Incidentally, this is also how Christie stumped so many people with Murder on the Orient Express. So many interesting characters. So much backstory. So many loose ends. And most poor readers didn’t know which thread to pull to unravel the mystery, myself included. Actually, and this is a true story, bear with me, I did figure it out, I just didn’t know it. You see, I loved mysteries when I was a kid, and I prided myself on being able to solve them, even Agatha Christie; so, my mom told me I should read Murder on the Orient Express. I checked it out from the Book-mobile and over the course of the week that I was reading it, she’d ask me, “So, did you figure it out yet?” And at one point, I was so frustrated with the sheer volume of clues that I actually said, “No! They all could have done it.”
That, my friends, is genius. Because the solution to the riddle is so improbable, so illogical, that even if you guess it, you won’t believe you’re right. Christie broke a rule to pull it off. A big rule. There can only be one killer, right?

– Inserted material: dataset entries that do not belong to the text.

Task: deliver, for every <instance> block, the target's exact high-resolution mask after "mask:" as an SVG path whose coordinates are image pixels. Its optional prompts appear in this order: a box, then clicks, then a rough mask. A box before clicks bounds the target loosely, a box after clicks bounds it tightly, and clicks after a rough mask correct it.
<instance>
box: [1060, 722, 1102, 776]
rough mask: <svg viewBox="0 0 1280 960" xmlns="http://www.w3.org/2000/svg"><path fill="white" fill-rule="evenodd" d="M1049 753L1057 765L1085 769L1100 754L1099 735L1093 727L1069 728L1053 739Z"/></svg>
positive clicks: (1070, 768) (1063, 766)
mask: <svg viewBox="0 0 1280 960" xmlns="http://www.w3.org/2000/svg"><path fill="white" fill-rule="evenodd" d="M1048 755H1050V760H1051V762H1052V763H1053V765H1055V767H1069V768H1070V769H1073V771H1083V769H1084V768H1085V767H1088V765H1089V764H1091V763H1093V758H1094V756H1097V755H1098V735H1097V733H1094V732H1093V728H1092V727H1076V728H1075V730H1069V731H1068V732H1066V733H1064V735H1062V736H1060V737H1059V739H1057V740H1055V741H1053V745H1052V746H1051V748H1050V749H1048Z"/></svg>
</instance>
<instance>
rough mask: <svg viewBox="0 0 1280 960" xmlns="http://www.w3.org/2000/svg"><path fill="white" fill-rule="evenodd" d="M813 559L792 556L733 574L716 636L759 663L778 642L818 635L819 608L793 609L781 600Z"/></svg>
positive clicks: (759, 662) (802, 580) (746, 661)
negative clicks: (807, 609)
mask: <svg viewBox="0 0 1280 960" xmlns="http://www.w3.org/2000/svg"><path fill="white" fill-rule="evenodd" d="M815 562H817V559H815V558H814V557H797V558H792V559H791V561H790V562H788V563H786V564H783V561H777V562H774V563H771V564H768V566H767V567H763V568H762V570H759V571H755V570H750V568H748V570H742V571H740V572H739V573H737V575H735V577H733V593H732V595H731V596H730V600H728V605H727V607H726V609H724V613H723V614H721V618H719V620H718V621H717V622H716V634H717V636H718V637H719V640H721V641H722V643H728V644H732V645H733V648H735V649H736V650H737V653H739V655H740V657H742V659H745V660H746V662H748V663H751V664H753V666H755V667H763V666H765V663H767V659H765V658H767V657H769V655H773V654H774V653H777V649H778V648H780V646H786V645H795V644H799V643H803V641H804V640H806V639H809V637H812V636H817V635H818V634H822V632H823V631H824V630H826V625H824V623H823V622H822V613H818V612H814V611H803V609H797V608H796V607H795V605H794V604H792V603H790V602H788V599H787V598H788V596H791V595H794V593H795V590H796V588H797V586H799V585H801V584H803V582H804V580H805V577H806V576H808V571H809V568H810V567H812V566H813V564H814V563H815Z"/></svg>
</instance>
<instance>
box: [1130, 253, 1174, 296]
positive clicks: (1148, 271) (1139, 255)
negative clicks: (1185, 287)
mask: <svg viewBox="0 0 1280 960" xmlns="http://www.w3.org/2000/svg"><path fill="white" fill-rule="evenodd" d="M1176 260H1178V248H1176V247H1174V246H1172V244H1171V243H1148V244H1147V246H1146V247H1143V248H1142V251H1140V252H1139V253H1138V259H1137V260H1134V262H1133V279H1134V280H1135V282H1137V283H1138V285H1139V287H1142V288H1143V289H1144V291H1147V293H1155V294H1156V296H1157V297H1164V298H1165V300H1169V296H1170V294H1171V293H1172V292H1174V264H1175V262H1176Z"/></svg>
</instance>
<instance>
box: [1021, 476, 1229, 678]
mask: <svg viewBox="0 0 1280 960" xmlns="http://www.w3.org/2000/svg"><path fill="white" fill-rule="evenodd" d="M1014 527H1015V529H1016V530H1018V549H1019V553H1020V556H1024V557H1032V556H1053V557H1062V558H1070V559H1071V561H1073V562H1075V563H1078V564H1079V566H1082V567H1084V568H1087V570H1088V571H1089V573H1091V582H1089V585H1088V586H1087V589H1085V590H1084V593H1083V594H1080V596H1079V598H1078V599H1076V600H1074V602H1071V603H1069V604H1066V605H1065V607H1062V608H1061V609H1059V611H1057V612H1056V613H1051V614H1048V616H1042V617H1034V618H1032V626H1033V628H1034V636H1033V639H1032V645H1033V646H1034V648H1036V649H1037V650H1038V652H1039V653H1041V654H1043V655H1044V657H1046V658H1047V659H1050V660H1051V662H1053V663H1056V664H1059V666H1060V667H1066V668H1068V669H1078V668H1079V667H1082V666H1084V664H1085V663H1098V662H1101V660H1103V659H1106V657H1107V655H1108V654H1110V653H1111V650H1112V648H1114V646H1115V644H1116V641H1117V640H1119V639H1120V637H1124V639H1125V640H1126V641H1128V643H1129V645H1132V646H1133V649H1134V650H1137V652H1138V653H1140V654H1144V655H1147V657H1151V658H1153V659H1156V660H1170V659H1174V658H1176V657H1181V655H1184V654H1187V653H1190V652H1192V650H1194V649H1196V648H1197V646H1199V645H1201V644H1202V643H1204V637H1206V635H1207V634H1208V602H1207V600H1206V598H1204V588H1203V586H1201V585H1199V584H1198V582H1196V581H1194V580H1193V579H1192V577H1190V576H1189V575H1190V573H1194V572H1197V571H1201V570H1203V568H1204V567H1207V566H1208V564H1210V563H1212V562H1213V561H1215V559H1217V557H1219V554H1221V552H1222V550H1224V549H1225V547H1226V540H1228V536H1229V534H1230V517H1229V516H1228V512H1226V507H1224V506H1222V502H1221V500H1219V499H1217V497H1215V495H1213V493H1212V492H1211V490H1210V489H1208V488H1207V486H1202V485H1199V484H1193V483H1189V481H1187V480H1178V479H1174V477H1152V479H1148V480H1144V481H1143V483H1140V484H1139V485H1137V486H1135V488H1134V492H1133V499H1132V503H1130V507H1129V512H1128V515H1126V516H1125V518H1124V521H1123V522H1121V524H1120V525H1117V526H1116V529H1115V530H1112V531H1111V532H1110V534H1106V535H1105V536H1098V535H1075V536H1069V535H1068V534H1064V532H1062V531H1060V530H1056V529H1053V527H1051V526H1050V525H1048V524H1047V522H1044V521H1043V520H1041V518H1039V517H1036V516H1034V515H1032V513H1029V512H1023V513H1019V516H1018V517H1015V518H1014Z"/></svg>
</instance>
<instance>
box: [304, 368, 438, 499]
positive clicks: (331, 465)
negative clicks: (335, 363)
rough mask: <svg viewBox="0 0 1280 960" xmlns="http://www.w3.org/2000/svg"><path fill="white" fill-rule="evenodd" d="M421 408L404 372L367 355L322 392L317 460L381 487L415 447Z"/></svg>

And herein lies the crux of the problem and the solution. Yes, a mystery is a puzzle. Ultimately, that is all a mystery is. It’s a riddle in search of a solution. But the really good ones are so much more than that. They have well-drawn characters and a complex story arc that gets from riddle to solution in such a way that you almost forget that you’re supposed to be solving a crime. And the solution? Sometimes it’s as improbable as the crime itself because rules can be bent, broken, or gleefully ignored and your reader will forgive you for it as long as you didn’t lie to them along the way.
It’s also what I hoped you’ve gleaned from this first Mystery Monday post. Write a good story. Draw well-developed characters. Make your reader forget they’re reading a mystery while hiding the solution in plain sight. Play with your readers’ bias. Toy with their emotions. Confound their reasoning. Just don’t be coy little muskrat masquerading as a stripper… unless, of course, you’ve planted all the appropriate clues along the way; then go on, little muskrat, you do you.